Depois de ver um post sobre o Cinema e Sal circulando no meu feed, resolvi ir atrás das moças pra descobrir um pouco mais do projeto. Conversei com a Lara Belov.

(fonte: Facebook)

Capitolina: Como surgiu a ideia do Cinema e Sal? E por que “Cinema e Sal”?

Lara: Nasci perto do mar e velejei desde pequena pelas ilhas da Bahia. Por muito tempo isso foi minha grande paixão, mas aí conheci o cinema. E quando comecei a trabalhar com audiovisual, entre um set de filmagem e uma saída de barco, uma frase vibrava em minha cabeça: “o cinema é salgado.” Então eu me perguntava, mas o que o cinema tem a ver com o mar?  Talvez num primeiro olhar pareçam coisas diferentes, mas no fundo sempre me pareceram próximos em sua infinidade de emoções, na capacidade de unir e surpreender e porque nos permitem viajar. O Cinema e Sal surge desse encontro e desse sentimento que sempre me acompanhou. Há 20 anos frenquentando as ilhas do arquipélago de Cairu, caminhando pelas ruas de areia, dois sons me chamavam a atenção, o do mar e o da televisão. Então veio a pergunta, se somos todos consumidores de imagens, por que não podemos ser produtores delas? Se cada um não contar sua história, alguém vai contar, e aí só Deus sabe como vai ser, a gente vira refém. Por isso oficinas de cinema para crianças e adolescentes do arquipélago, para que possam contar sua própria história através do cinema. Sendo assim armamos um cinema ao ar livre em cada uma das três ilhas que visitamos e passamos os filmes feitos nas aulas. Porque ver a própria história na tela é uma maneira de lembrar sempre que ela existe e que está viva.

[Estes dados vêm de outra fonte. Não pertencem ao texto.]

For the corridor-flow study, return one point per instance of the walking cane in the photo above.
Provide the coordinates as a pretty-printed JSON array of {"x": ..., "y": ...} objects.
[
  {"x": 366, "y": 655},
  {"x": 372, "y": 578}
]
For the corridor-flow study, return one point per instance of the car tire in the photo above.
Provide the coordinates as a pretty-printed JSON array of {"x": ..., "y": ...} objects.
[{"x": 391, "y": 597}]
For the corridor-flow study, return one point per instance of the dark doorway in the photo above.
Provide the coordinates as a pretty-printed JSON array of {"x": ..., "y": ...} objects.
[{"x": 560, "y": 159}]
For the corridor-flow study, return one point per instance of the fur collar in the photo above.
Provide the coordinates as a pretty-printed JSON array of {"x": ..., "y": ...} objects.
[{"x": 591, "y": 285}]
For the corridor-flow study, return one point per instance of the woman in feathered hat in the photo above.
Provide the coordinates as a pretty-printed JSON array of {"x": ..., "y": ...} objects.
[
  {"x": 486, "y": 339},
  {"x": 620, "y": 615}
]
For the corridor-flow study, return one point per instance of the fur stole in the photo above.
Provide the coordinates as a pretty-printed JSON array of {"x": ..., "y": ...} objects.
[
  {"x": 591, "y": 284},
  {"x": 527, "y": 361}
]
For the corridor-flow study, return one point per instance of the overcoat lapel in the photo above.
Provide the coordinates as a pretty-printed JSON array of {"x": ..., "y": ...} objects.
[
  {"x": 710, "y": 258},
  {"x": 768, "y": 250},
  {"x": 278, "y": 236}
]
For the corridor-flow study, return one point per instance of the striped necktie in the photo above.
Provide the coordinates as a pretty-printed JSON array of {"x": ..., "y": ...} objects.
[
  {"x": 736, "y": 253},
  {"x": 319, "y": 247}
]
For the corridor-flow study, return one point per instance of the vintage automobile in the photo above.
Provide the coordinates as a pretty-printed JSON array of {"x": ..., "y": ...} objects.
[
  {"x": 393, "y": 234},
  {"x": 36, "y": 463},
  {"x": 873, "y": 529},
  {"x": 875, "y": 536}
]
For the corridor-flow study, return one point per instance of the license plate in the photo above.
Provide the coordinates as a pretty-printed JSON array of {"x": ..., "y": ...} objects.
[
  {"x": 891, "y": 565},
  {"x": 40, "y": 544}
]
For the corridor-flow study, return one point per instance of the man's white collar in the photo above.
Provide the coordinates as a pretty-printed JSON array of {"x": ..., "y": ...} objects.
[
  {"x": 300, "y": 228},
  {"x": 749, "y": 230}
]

Capitolina: O que mais chamou sua atenção nessas andanças e na convivência com as crianças que participam do projeto?

Lara: Que existe história em todo lugar. Em toda criança e em adulto também. Que o audiovisual é também orgânico, instintivo, é exercitar os olhos e ouvidos. É como se os filmes já existissem nessas ilhas, dentro da gente, dentro das crianças. Aí vem o cinema e as oficinas pra ajudar a identificar esses filmes e capturá-los com câmera. Acho que isso é uma luta, qual história vai ser contada e qual história vai ser esquecida? Como uma história vai ser contada? As crianças têm o direito de contar, as pessoas nativas dos arquipélagos têm o direito de contar. É a imagem como resistência, como território, e como respeito a esse espaço.

(fonte: Facebook)

Capitolina: Você acha que daí surgirão futuros cineastas?

Lara: Mais do que futuros cineastas, pessoas que possam contar histórias através do audiovisual, ou que saibam que isso é possível. Ou que mesmo sendo público, estejam conscientes de que tudo o que está no cinema, na TV ou na internet é uma escolha de alguém e que pode ser nossa escolha também. Acho que o desejo é justamente contribuir para que o audiovisual, que já é algo cotidiano de maneira passiva, seja cotidiano de maneira ativa, seja um direito do ser humano, não um privilégio ou objeto de vaidade. O projeto vai doar uma câmera GoPro e uma coleção de curtas baianos do cineclueb Mario Gusmão doado pela Dimas pra cada ilha, um pequeno estímulo pra que as crianças possam continuar filmando.

 

Capitolina: Você acha que faltam incentivos, como o projeto de vocês, pra aproximar o cinema das crianças e adolescentes? No sentido de criação e uma visão mais crítica das coisas.

Lara: Existem alguns incentivos, algumas iniciativas, mas falta muito. Enquanto isso não for algo cotidiano e encarado como um direito de todos, vai continuar faltando. É preciso trabalhar a acessibilidade audiovisual e uma visão crítica. Um mundo audiovisual, assim como qualquer outro setor, traz a exclusão audiovisual, está tudo no mesmo pacote.

Capitolina: Você se vê nessas crianças que, pela primeira vez, estão entrando em contato com o fazer cinema?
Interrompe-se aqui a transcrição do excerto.